Otherwise, you might look at techniques such as partial least squares or principal components regression. These tend not to come from a preconceived hypothesis of how the world works. You may even learn a great deal simply by visualizing the correlations between the different survey item responses and your satisfaction outcome measurement- no formal model needed.
Please note that unless your key drivers are uncorrelated- which is highly unlikely- you will have to deal with untangling multicollinearity in your analysis. That is, if customer satisfaction is correlated with both price and packaging, but price and packaging are correlated with each other, you'll need an approach that either exploits or accounts for the correlation between price and packing. The 4 approaches I listed above, which are certainly not exhaustive, have different ways of dealing with multicollinearity.
For a gentle introduction to customer satisfaction analysis and psychographics, I like this author's work. Please note I don't know him, and am in no way affiliated, I just like this style and he does examples in R (which I also use). He has postings on network analysis of key drivers, structural equation modeling, and relative importance of drivers, among others.
Update May 2022: In terms of accounting for survey weights, there's a nice pair of recent (2020?) articles on arXiv by Dagdoug, Goga, and Haziza. They list many ML-flavored methods and discuss how they have been / could be modified to incorporate weights, including kNN, splines, trees, random forests, XGBoost, BART, Cubist, SVN, principal component regression, and elastic net.
In terms of accounting for strata and clusters, and estimating predictive performance for the population when the data came from a complex sampling design, I humbly submit a recent article on "K-fold cross-validation for complex sample surveys," Wieczorek, Guerin, and McMahon (2022).
- See this answer for a quick overview of how to create cross-validation folds that respect your first-stage clusters and strata. If you're an R user, you can use
folds.svy()
in our R package surveyCV
.
- Then use these folds to cross-validate your ML models as usual.
- Finally, if you also have survey weights, calculate survey-weighted means of your CV test errors.
Our README has an example of doing this for parameter tuning with a random forest.
Update August 2017: There isn't very much work yet on "modern" ML methods with complex survey data, but the most recent issue of Statistical Science has a couple of review articles.
See especially Breidt and Opsomer (2017), "Model-Assisted Survey Estimation with Modern Prediction Techniques".

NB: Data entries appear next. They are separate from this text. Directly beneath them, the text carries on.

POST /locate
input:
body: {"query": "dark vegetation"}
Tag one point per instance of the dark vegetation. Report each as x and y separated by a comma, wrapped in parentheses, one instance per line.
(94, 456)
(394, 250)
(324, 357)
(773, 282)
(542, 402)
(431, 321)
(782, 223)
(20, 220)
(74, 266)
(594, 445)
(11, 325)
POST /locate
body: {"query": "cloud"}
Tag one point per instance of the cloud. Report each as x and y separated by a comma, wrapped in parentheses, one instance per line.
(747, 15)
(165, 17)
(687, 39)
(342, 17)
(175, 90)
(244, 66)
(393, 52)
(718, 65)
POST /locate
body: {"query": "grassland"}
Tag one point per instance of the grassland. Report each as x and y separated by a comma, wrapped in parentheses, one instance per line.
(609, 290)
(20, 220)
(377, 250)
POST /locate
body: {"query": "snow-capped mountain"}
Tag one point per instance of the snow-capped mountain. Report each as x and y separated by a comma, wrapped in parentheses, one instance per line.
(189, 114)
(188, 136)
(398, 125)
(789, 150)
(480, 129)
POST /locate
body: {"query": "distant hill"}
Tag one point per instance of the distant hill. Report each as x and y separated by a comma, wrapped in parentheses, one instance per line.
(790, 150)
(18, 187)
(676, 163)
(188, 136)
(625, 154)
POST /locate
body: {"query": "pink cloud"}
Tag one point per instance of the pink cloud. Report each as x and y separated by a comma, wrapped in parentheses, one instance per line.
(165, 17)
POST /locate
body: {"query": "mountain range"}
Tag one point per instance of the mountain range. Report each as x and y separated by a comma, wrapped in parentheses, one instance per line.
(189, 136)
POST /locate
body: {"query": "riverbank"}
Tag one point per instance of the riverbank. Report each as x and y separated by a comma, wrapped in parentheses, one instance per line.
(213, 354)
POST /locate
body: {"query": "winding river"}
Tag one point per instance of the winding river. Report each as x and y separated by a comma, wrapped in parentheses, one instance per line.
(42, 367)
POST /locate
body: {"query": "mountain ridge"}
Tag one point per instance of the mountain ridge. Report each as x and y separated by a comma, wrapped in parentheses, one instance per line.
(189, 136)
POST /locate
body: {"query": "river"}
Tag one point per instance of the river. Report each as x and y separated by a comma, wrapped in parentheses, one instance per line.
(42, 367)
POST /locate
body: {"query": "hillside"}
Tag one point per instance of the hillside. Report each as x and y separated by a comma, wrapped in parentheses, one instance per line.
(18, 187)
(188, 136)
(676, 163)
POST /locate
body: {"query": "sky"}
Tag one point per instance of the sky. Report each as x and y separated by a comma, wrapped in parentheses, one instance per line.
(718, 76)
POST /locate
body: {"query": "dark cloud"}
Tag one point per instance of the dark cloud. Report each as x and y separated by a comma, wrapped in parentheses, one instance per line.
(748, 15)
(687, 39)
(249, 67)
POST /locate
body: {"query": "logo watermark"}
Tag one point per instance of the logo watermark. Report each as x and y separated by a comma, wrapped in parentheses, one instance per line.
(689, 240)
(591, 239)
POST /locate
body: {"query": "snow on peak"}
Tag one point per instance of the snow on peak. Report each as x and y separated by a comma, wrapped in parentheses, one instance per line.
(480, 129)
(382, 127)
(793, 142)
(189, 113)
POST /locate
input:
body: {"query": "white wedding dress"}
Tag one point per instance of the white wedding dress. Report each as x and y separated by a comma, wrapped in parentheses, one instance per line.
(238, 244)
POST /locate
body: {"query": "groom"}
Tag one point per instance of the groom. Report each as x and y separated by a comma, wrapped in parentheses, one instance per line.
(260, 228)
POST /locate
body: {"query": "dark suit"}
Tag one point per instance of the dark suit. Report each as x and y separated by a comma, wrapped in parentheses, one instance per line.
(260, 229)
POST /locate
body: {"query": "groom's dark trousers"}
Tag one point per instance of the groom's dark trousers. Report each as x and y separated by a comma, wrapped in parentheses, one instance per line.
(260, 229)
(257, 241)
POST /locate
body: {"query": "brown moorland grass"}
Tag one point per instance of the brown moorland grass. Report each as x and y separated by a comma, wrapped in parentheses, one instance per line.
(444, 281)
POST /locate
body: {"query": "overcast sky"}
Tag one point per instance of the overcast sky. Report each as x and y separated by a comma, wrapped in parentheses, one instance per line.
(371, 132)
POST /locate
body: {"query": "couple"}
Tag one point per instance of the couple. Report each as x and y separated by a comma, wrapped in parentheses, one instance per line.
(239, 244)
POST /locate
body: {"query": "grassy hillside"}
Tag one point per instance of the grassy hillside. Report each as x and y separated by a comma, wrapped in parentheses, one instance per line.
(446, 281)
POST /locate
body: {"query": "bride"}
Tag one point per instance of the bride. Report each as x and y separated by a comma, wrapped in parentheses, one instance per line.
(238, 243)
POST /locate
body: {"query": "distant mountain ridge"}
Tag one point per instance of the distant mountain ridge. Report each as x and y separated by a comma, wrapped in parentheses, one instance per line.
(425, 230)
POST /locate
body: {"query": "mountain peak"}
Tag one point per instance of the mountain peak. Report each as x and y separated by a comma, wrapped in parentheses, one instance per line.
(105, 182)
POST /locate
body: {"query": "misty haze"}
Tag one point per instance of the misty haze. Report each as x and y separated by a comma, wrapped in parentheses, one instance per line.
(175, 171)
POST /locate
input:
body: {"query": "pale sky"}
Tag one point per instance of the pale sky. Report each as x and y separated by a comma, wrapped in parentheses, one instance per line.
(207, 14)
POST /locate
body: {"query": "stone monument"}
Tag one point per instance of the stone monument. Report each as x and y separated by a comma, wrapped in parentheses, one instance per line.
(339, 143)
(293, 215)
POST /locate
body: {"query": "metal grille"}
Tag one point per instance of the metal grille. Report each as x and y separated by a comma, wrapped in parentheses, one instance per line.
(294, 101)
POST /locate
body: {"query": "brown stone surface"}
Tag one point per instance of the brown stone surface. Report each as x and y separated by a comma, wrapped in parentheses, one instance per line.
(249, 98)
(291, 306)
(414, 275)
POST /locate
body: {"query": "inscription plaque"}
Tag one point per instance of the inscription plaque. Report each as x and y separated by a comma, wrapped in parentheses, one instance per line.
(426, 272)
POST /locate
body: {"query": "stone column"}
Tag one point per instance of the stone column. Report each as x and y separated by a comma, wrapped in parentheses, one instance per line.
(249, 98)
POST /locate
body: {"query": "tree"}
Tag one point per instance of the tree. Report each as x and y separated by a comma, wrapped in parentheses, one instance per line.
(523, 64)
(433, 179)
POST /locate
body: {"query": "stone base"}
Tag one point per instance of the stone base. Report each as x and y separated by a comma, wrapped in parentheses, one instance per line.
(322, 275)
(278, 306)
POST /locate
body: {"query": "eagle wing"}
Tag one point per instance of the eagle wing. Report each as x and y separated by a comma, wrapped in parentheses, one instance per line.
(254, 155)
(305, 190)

Also, based on the Toth and Eltinge paper you mentioned, there is now an R package rpms implementing CART for complex-survey data.
Original answer October 2016:
Now I want to apply classical machine learning to those data (e.g. predicting some missing values for subset of respondents - basically classification task).
I'm not fully clear on your goal.
Are you primarily trying to impute missing observations, just to have a "complete" dataset to give someone else? Or do you have complete data already, and you want to build a model to predict/classify new observations' responses? Do you have a particular question to answer with your model(s), or are you data-mining more broadly?
In either case, complex-sample-survey / survey-weighted logistic regression is a reasonable, pretty well-understood method. There's also ordinal regression for more than 2 categories. These will account for stratas and survey weights. Do you need a fancier ML method than this?
For example, you could use svyglm
in R's survey
package. Even if you don't using R, the package author, Thomas Lumley, also wrote a useful book "Complex Surveys: A Guide to Analysis Using R" which covers both logistic regression and missing data for surveys.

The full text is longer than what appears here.